Does your religion dance?
Darn! And I thought I was original. Nope, just the social/cultural hack that I have always been. In any case, my sister-in-law sent me this link in response to my post on the death of the PC(USA).
From Mark Moford's column, Does your religions dance? Behold, the most dangerous issue facing modern faith: Its inability to evolve, nakedly.
It's a topic that jumped up like a stunned ferret from God's own hot plate three separate times recently — indicating, I think, that I'd better pay some sort of attention to it — the topic being the obvious but still desperately under-discussed idea that perhaps the most dangerous problem facing man in this modern age of radical technology and dazzling scientific conundrum and otherworldly raspberry vodka and ever-expanding notions of love and sex and human interconnection is the sad and treacherous fact that, well, religion and belief as we know them in America are, by and large, far too horribly stuck, limited, fixed in time and place and stiff karmic cement.
Put another way: We as a culture just might be suffering a slow, painful death by spiritual stagnation, by ideological stasis, by cosmic rigor mortis.
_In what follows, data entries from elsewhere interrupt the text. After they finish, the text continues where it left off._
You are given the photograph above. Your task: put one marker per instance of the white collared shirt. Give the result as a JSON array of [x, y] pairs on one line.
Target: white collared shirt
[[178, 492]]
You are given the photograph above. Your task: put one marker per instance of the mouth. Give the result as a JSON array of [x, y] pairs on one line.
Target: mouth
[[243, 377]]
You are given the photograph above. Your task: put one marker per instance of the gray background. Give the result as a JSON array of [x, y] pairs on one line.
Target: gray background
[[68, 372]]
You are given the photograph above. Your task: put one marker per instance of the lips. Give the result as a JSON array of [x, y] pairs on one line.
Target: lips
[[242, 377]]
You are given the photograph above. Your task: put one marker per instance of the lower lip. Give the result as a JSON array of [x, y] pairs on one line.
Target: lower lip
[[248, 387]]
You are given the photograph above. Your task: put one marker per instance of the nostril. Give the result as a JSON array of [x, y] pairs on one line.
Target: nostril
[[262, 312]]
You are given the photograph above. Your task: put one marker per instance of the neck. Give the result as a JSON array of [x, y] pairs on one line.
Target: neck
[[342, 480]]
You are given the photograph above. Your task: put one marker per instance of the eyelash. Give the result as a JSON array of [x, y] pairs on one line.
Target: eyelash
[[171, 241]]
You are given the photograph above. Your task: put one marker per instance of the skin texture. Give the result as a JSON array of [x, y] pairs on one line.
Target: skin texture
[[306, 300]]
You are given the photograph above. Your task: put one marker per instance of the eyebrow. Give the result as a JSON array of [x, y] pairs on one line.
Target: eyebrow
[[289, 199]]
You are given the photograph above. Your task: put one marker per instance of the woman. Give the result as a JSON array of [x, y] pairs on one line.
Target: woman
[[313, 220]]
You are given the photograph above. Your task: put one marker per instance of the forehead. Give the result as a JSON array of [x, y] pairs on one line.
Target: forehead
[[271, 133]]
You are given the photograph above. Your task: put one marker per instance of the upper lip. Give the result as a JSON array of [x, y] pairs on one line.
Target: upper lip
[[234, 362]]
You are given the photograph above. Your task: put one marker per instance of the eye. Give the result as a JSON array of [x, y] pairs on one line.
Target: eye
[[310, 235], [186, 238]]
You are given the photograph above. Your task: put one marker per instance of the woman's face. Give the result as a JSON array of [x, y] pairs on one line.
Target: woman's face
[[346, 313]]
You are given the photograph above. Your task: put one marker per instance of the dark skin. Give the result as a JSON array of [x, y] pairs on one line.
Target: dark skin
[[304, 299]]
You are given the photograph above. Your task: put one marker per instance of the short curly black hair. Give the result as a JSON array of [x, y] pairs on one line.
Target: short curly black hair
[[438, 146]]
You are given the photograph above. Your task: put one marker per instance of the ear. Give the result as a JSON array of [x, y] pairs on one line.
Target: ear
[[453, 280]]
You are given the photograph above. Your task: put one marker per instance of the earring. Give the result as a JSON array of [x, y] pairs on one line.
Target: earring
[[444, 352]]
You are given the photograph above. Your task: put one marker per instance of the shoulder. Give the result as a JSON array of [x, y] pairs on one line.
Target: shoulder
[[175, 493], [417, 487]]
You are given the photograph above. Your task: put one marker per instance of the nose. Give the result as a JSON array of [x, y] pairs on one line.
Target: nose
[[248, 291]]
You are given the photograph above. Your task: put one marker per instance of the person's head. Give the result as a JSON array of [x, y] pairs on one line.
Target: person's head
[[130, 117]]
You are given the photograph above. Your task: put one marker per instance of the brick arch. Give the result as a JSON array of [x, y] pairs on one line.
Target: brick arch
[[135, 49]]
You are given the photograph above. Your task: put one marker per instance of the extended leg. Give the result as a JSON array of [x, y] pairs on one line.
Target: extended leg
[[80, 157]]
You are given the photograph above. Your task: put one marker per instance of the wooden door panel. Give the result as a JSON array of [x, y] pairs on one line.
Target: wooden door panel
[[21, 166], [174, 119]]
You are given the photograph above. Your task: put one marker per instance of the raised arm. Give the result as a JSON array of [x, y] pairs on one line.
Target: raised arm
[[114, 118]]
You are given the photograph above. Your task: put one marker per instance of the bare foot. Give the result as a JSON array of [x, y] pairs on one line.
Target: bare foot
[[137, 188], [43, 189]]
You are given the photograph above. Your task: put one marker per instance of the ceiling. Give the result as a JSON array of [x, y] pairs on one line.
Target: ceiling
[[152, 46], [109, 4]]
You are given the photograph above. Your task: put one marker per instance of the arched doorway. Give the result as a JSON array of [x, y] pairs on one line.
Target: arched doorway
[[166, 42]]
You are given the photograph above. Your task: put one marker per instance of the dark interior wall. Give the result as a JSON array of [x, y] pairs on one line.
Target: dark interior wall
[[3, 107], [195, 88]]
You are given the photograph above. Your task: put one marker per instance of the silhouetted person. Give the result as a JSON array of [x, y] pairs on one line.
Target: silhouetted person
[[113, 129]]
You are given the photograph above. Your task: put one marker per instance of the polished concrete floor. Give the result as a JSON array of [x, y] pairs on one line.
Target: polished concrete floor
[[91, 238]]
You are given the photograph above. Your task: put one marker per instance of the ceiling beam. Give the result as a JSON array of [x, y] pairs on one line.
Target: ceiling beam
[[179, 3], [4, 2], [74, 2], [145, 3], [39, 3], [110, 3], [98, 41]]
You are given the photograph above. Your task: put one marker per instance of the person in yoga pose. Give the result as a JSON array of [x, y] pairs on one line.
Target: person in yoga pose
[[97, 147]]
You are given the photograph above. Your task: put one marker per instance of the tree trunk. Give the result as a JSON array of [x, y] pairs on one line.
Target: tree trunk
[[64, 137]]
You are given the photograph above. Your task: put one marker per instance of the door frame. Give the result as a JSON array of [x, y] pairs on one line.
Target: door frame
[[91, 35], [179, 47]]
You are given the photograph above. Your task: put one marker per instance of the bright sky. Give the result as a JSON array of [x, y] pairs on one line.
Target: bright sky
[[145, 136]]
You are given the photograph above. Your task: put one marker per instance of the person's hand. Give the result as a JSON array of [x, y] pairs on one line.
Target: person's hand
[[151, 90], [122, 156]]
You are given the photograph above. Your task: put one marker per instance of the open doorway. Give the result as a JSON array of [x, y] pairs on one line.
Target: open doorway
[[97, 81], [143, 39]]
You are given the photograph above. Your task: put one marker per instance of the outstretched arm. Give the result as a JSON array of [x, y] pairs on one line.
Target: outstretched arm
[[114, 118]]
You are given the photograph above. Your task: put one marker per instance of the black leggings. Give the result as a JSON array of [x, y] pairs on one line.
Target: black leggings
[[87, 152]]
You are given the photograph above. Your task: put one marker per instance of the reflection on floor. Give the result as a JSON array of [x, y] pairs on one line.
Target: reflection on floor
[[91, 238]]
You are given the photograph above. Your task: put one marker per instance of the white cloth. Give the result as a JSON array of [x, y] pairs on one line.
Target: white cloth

It has become painfully, lethally obvious in the age of George W. Bush and authoritarian groupthink that our major religious systems and foundations don't know how to move. They don't learn, adjust, evolve, see things anew. They don't know how to dance. And what's more, this little problem might just be the death of us all.
Amen brother, amen.















Another good article...yours was better though. So I'm hoping you will post a blog or blogs on how you think we "dance" as a church today. I love the emergent conversation but what we need even more than conversation (which is an important part of our culture shift) is how we stay relevant through action.